According to the American Lung Association, Asthma is often categorized into the following types:

  1. Allergic asthma
  2. Aspirin-induced asthma
  3. Cough-variant asthma
  4. Exercise-induced asthma
  5. Nighttime asthma
  6. Steroid-resistant asthma
  7. Occupational asthma

While the root cause of asthma is still being studied, here are some of the factors that play a significant role in the development of asthma:

  1. Genetic background or family medical history
    Having a parent with asthma increases your likelihood of developing asthma by three to six times compared to someone who does not have a parent with asthma.
  2. Allergic conditions
    Individuals with a family history of allergies, especially if one or both parents have allergies, are more prone to develop allergies. Certain allergic conditions, including atopic dermatitis (eczema) or allergic rhinitis (hay fever), have been associated with individuals who develop asthma.
  3. Viral respiratory infections
    Wheezing caused by respiratory problems during infancy and childhood may lead to chronic asthma in some cases. Additionally, certain viral respiratory infections experienced during childhood can also contribute to the development of asthma.
  4. Occupational exposures
    For individuals with asthma, being exposed to specific substances in the workplace can lead to the onset of asthma symptoms. Additionally, some people can develop asthma for the first time due to exposure to particular dust (like industrial or wood dust), chemical fumes and vapours, and moulds.
  5. Smoking
    The airways can be irritated by cigarette smoke, leading to an increased risk of asthma in smokers. Individuals exposed to secondhand smoke or whose mothers smoked during pregnancy are also at greater risk of developing asthma.
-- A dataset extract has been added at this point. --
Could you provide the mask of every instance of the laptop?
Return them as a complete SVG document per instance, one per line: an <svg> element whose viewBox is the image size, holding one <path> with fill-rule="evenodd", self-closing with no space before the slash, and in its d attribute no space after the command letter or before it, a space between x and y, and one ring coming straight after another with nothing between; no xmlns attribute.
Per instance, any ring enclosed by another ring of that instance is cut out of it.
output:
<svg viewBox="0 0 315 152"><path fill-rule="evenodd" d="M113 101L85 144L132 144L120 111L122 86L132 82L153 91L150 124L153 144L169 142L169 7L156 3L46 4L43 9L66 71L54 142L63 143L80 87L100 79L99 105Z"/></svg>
Asthma Day 2023: Prevention

While there is no guaranteed way to prevent asthma, there are steps you can take to reduce your risk of developing asthma or having asthma symptoms flare up.
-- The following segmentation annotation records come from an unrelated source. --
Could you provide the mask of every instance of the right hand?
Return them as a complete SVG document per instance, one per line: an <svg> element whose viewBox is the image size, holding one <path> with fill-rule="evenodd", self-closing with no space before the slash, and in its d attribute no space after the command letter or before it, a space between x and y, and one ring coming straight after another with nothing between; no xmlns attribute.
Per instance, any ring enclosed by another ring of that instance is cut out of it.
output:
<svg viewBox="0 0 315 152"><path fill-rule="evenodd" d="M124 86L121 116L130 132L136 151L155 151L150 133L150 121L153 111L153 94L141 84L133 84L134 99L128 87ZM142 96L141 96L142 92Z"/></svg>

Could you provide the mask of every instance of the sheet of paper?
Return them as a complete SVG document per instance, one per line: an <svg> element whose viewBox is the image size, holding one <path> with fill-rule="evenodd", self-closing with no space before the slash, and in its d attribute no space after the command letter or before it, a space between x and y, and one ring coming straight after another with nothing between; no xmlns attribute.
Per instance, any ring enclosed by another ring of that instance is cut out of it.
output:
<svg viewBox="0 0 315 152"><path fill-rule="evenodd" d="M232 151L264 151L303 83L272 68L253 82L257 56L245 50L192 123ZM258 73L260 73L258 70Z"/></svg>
  1. If you have a family history of asthma, it is important to be aware of the signs and symptoms of asthma and to see a healthcare provider if you experience any breathing difficulties.
  2. Avoiding exposure to triggers such as cigarette smoke, air pollution, and allergens can also help prevent asthma symptoms.
  3. Regular exercise and a healthy diet can also support overall respiratory health.

Finally, if you have already been diagnosed with asthma, it is important to follow your healthcare provider’s treatment plan and monitor your symptoms to help prevent asthma attacks.